Find Wardrop Equilibrium flow

To estimate the travel cost due to lack of coordination (i.e., to find the Wardrop Equilibrium flow):

from netflows import wardrop_equilibrium_linear_solve

# find the WE flow assignment and the total travel cost
flows_path_formulation, flows_edge_formulation, total_travel_cost, edge_travel_cost = wardrop_equilibrium_linear_solve(my_graph, s, t, tol=1e-8, maximum_iter=100000, cutoff=k)

Likewise, flows_path_formulation is a list of flows corresponding to the elements in allpaths. flows_edge_formulation is a matrix with element i, j storing the flow on edge (i, j). total_travel_cost is the total travel cost incurred by all the users (a scalar value), and edge_travel_costis a matrix with element i, j storing the travel cost on edge (i, j) incurred by the users that traverse this edge.

Aso supported: wardrop_equilibrium_affine_solve, wardrop_equilibrium_bpr_solve.

Getting involved

We welcome all bug reports, suggestions and changes!
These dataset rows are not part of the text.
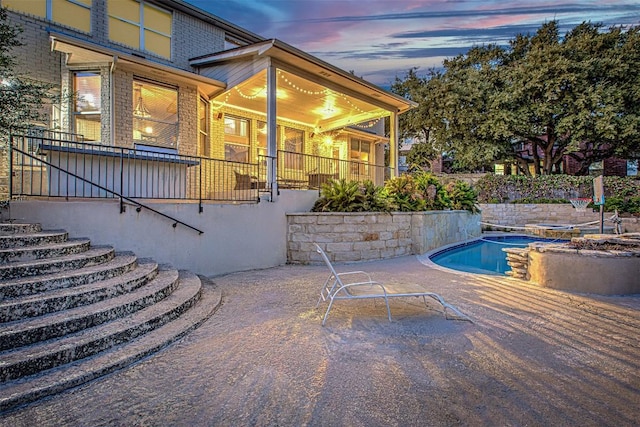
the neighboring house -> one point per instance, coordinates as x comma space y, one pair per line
163, 76
568, 165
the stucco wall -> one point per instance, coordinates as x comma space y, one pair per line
370, 236
236, 237
509, 214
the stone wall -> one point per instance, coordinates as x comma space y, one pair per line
509, 214
370, 236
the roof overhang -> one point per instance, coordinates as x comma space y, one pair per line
84, 53
311, 68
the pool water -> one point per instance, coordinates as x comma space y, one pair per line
483, 256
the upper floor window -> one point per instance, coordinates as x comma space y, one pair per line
203, 127
236, 139
72, 13
155, 114
86, 114
140, 25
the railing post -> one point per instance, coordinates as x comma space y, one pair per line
122, 207
200, 208
10, 153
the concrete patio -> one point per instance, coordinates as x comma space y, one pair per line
533, 356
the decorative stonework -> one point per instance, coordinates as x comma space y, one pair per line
348, 237
509, 214
601, 264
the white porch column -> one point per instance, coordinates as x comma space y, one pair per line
272, 134
393, 143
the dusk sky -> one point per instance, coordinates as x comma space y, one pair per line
381, 39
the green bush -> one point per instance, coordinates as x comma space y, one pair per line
407, 193
351, 196
621, 193
462, 196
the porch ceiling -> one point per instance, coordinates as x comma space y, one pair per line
301, 101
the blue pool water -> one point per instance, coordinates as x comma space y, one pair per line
483, 256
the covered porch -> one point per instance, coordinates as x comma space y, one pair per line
300, 119
241, 124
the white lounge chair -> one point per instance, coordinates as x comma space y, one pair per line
359, 285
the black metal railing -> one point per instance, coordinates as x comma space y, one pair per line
56, 164
44, 165
296, 170
139, 206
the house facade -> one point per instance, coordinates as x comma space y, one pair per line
164, 77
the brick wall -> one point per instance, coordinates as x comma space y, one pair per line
370, 236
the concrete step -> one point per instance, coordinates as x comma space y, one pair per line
45, 251
93, 256
13, 228
14, 335
121, 263
66, 298
50, 354
17, 240
29, 389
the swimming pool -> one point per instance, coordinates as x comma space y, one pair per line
484, 256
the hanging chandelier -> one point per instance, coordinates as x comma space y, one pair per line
140, 109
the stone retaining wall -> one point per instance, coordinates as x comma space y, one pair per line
520, 214
371, 236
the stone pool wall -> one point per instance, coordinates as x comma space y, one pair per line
510, 214
372, 235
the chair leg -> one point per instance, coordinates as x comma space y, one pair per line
386, 300
324, 319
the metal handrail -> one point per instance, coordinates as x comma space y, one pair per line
120, 196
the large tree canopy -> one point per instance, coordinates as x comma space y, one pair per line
541, 98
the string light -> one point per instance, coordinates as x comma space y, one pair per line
256, 95
302, 90
370, 124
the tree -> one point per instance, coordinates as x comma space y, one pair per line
21, 98
541, 98
420, 123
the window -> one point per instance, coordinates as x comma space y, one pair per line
72, 13
359, 154
155, 114
203, 128
236, 139
86, 112
294, 145
140, 25
263, 142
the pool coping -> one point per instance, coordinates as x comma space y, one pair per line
425, 258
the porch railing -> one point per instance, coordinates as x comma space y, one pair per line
137, 173
296, 170
54, 164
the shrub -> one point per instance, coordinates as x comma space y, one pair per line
407, 193
621, 193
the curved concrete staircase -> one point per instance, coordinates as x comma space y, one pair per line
71, 312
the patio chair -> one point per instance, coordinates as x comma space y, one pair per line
359, 285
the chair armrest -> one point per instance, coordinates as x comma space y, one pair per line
356, 284
367, 275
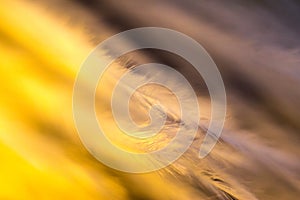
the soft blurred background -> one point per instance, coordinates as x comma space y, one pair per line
255, 45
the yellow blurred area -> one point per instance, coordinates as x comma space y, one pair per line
41, 154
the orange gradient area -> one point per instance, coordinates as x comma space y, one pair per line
41, 154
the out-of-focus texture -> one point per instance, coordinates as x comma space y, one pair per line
255, 45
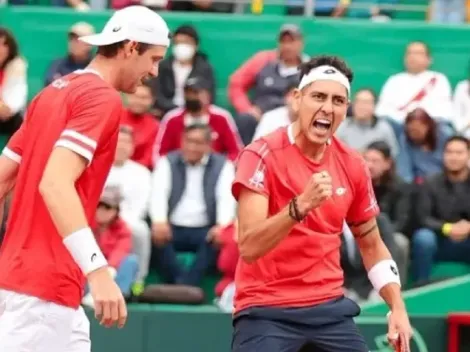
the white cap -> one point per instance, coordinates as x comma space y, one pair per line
136, 23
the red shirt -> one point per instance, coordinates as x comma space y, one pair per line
225, 137
145, 129
115, 242
304, 269
80, 112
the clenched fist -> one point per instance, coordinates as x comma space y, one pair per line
317, 190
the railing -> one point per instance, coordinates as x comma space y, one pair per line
309, 5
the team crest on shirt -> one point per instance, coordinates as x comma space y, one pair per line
258, 179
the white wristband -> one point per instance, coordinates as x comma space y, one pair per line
384, 273
85, 251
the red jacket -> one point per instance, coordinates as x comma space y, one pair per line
115, 242
145, 129
225, 137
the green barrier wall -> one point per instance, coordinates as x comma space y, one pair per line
196, 329
374, 50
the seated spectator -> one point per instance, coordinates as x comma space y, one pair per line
267, 74
143, 124
323, 8
133, 182
421, 145
13, 85
202, 6
279, 117
186, 61
371, 9
364, 127
448, 11
191, 202
418, 87
444, 213
198, 109
78, 56
114, 239
462, 106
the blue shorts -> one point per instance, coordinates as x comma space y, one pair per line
327, 327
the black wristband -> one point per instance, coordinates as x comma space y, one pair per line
294, 212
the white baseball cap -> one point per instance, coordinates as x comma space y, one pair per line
136, 23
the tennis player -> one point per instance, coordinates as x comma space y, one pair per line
295, 188
59, 160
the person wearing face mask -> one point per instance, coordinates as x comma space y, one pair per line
198, 108
185, 62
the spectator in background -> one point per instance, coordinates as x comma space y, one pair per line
144, 125
198, 109
444, 213
133, 181
323, 8
418, 87
190, 202
371, 9
364, 127
421, 146
462, 106
448, 11
267, 74
78, 56
279, 117
13, 85
202, 6
186, 61
114, 239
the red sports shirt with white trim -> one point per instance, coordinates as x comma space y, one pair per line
80, 112
304, 269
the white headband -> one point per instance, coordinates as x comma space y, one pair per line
325, 72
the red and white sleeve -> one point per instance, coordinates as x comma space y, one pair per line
92, 112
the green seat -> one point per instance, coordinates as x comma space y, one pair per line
187, 259
449, 269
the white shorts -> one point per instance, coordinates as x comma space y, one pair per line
29, 324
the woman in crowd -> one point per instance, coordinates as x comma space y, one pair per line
13, 86
421, 147
185, 62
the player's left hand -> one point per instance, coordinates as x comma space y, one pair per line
399, 330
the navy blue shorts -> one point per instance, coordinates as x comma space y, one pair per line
327, 327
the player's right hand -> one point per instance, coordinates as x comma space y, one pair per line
318, 189
161, 233
109, 304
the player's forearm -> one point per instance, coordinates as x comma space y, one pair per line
258, 239
64, 205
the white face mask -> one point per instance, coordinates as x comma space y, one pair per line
183, 52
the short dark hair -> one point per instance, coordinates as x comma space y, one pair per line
12, 45
381, 147
328, 60
457, 138
201, 127
367, 89
111, 50
420, 42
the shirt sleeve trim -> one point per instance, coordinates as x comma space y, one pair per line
11, 155
75, 148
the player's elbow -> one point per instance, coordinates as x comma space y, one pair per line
248, 252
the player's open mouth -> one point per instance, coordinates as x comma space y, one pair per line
322, 124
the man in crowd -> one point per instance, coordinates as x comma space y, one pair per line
198, 109
443, 212
190, 203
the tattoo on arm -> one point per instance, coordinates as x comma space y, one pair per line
366, 232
If you are interested in getting involved, please refer to CONTRIBUTING and CODE_OF_CONDUCT for the guidelines, fork the repository on GitHub, and create a pull request. Thank you!

Reference

[1] Wardrop, J. G. (1952, June). Some theoretical aspects of road traffic research. In Inst Civil Engineers Proc London/UK/.

[2] Braess, D. (1968). Über ein Paradoxon aus der Verkehrsplanung. Unternehmensforschung, 12(1), 258-268.

[3] Correa, José R., and Nicolás E. Stier-Moses. "Wardrop equilibria." Encyclopedia of Operations Research and Management Science. Wiley (2011).